A descriptive data analysis was performed. Demographic characteristics were reported as means and standard deviations or percentages. NIHSS scores are reported as medians and interquartile ranges. Differences in baseline characteristics between dehydrated and non-dehydrated patients were compared using a chi-square (χ2) test for categorical variables and a t-Test analysis was used to compare quantitative variables. A significant difference was defined as p < 0.05. Univariate logistic regression models between the dependent variable (presence of dehydration) and sex, age, subtype of stroke, NIHSS score at admission, time from stroke onset to evaluation, presence of heart, and renal failure, previous use of diuretics, presence of vomiting, fever and diarrhea, presence of dysphagia and aphasia, admission at the Stroke Unit and living alone, were investigated. In another analysis, univariate logistic regression models were used also between the dependent variable (unfavorable prognosis) and dehydration, NIHSS score at admission, sex, age, subtype of stroke and admission at the Stroke Unit, at discharge and 3 months after the stroke. A multivariate logistic regression method was used to ascertain independent associations between those factors with p < 0.10 from the univariate analysis. Data analysis was carried out using Stata 13.0 (StataCorp, College Station, TX) for Windows.

Results

We studied 203 patients; 160 (78.8%) with ischemic stroke and 43 (21.2%) with hemorrhagic stroke. Their mean age was 73.4 years (SD 12.9); 51.7% of them were men. The median NIHSS at admission was five (IQR 2–14). Patients were admitted a mean of 9.8 (SD 14) hours after the stroke onset. All of the patients were hydrated initially intravenously within the first 24 h of admission. From the second day on, 168 (82.8%) were hydrated orally and 35 (17.2%) needed hydration by nasogastric tube because of severe dysphagia or low level of consciousness. All of the included patients were evaluated at 3 months, 164 during face-to-face interviews, and 39 by phone.

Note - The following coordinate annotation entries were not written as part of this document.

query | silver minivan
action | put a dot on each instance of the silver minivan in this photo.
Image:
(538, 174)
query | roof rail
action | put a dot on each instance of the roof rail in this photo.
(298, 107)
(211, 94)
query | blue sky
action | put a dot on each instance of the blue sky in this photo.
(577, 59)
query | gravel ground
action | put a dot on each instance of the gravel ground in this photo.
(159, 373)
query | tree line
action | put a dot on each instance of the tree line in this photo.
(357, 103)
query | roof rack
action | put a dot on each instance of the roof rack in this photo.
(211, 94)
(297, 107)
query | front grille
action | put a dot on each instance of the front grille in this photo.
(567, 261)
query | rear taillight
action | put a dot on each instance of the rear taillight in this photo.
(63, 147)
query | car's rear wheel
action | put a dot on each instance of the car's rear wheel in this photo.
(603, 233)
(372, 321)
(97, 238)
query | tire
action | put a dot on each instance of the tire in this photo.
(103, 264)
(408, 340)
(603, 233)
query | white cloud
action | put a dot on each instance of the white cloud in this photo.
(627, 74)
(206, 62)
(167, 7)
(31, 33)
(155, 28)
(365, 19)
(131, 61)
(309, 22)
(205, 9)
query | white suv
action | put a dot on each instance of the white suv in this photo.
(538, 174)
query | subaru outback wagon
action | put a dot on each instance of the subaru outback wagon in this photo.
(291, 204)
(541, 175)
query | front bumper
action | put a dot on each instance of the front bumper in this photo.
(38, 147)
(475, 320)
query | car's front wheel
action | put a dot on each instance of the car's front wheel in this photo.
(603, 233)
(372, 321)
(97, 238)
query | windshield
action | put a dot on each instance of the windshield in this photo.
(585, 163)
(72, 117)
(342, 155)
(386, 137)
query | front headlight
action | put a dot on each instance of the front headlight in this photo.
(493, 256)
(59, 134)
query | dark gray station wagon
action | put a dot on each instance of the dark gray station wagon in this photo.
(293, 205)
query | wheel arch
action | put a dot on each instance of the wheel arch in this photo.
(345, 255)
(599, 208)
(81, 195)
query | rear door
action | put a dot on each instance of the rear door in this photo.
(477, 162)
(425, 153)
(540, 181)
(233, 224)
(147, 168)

Dehydration based on the blood U/C ratio was detected in 18 patients (8.9%) at some point during the hospitalization. Nine patients (4.5%) were dehydrated at admission and, after 3 days follow-up, the U/C ratio was normal in eight patients and only one remained dehydrated. The other nine patients (4.5%) were not dehydrated at admission, but were dehydrated 3 days after the stroke.

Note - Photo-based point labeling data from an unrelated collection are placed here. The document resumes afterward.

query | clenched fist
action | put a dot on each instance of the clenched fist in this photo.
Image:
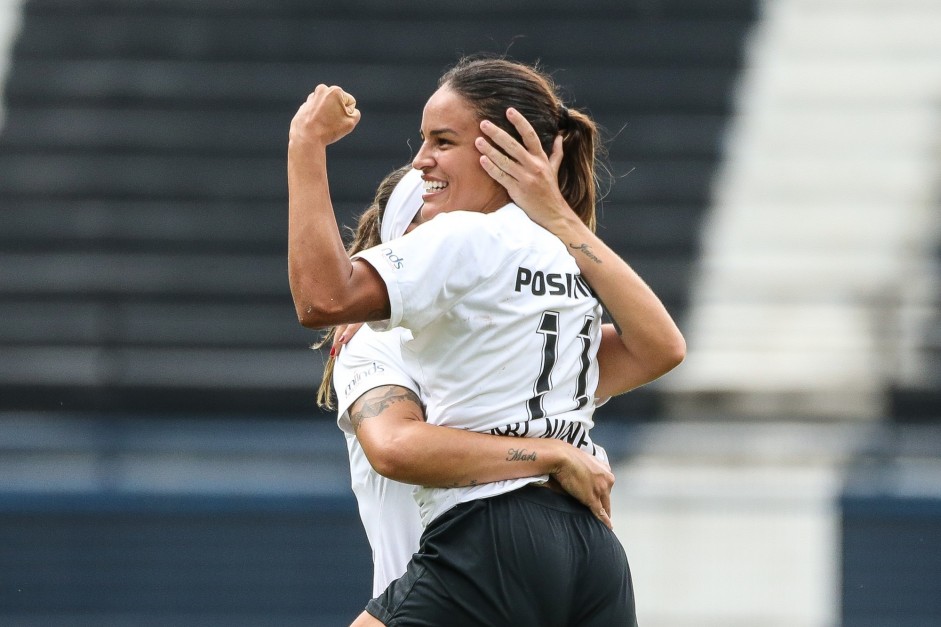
(328, 114)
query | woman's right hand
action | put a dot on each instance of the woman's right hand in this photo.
(342, 334)
(587, 479)
(530, 176)
(328, 114)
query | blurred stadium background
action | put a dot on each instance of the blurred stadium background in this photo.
(776, 168)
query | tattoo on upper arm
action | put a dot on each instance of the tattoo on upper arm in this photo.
(586, 250)
(378, 400)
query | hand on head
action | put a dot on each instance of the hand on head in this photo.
(328, 114)
(528, 174)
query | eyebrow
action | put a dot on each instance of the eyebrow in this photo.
(439, 132)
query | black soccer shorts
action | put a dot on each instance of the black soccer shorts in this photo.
(529, 558)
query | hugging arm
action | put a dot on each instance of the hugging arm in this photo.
(644, 343)
(326, 286)
(389, 424)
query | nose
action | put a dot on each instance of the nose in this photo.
(423, 158)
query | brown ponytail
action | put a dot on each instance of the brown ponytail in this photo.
(492, 85)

Patients who presented dehydration were older (p = 0.019), more often women (p = 0.009) and with a higher frequency of dysphagia (p = 0.026) compared to non-dehydrated patients. No differences in other variables were found (Table 1). From the multivariable logistic regression analysis, the variables associated with dehydration were female sex (OR 3.62, 95% CI 1.13–11.58, p = 0.03) and older age (OR 1.05, 95% IC 1–1.11, p = 0.048).